Geezers on the Court
The source: “Where Have You Gone, Sherman Minton? The Decline of the Short-Term Supreme Court Justice” by Justin Crowe and Christopher F. Karpowitz, in ___Perspectives on Politics___, Sept. 2007.
Are Supreme Court justices staying on the bench so long that the Court itself is in need of constitutional reform? The average tenure of justices has climbed past a quarter-century. The average age of a justice upon leaving office has soared to 79. Stephen Breyer spent 11 years handling the junior justice’s job of doorman at the Court’s conferences before a new colleague arrived to relieve him of the chore.
Law professors across the political spectrum have discovered something to agree on: Lifetime tenure for Supreme Court justices is a very bad idea and term limits are needed. But “both this diagnosis and the associated remedy are misguided,” contend Justin Crowe and Christopher F. Karpowitz, political scientists at Pomona College and Brigham Young University, respectively. The problem is not that justices are serving unusually long terms—they aren’t. It’s that a whole breed of judge has disappeared: the short-term justice.

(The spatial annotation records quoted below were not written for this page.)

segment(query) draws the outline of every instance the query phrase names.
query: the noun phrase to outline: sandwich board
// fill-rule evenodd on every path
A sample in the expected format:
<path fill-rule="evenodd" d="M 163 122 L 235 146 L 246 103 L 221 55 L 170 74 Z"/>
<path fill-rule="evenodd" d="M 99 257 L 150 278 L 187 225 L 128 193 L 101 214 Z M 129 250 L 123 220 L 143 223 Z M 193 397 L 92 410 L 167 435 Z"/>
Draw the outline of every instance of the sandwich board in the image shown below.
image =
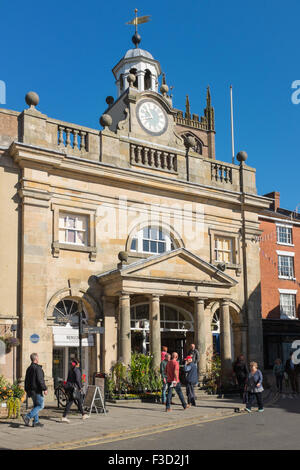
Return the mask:
<path fill-rule="evenodd" d="M 88 385 L 83 402 L 83 407 L 89 410 L 90 415 L 93 410 L 95 410 L 97 414 L 99 412 L 103 412 L 104 414 L 106 414 L 106 409 L 104 406 L 100 387 L 98 387 L 97 385 Z"/>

Before 1970, nearly one in three appointees spent less than about seven years on the bench. Most of the short-termers, in the years before modern medicine, became ill or died, but the next-largest category simply didn’t like the job and walked. John Rutledge, one of George Washington’s original appointees, resigned to become chief justice of the South Carolina Court of Common Pleas. John Hessin Clarke quit in 1922, complaining that he had spent too much time on trivia such as “whether the digging of a ditch in Iowa was constitutional.” Sherman Minton served barely seven years before a combination of ill health and boredom drove him to retire. President Lyndon Johnson sweet-talked Justice Arthur Goldberg into resigning to take the toothless position of United Nations ambassador so that he could appoint his friend Abe Fortas to the Court. Then Fortas himself was forced to resign less than four years later because of a financial controversy.
But since 1970, the short-termer has been extinct. Critics contend that ever-lengthening tenure decreases the democratic accountability that occurs with turnovers, increases the politicization of the confirmation process because vacancies occur so rarely, and can result in justices suffering from “mental decrepitude.” (Both William O. Douglas and Thurgood Marshall are widely considered to have been afflicted in this way by the time they stepped down.) As a remedy, some reformers propose to limit Supreme Court justices to 18-year terms.
Crowe and Karpowitz say that such a limit would only marginally increase Court turnover, and would not necessarily lift the “dead hand of the past” from the high bench. More frequent confirmations might merely speed up the cycle of messy, divisive confirmation fights. Besides, the authors note, several of the nation’s most distinguished justices stuck around for some three decades, including John Marshall, Oliver Wendell Holmes, and William Brennan.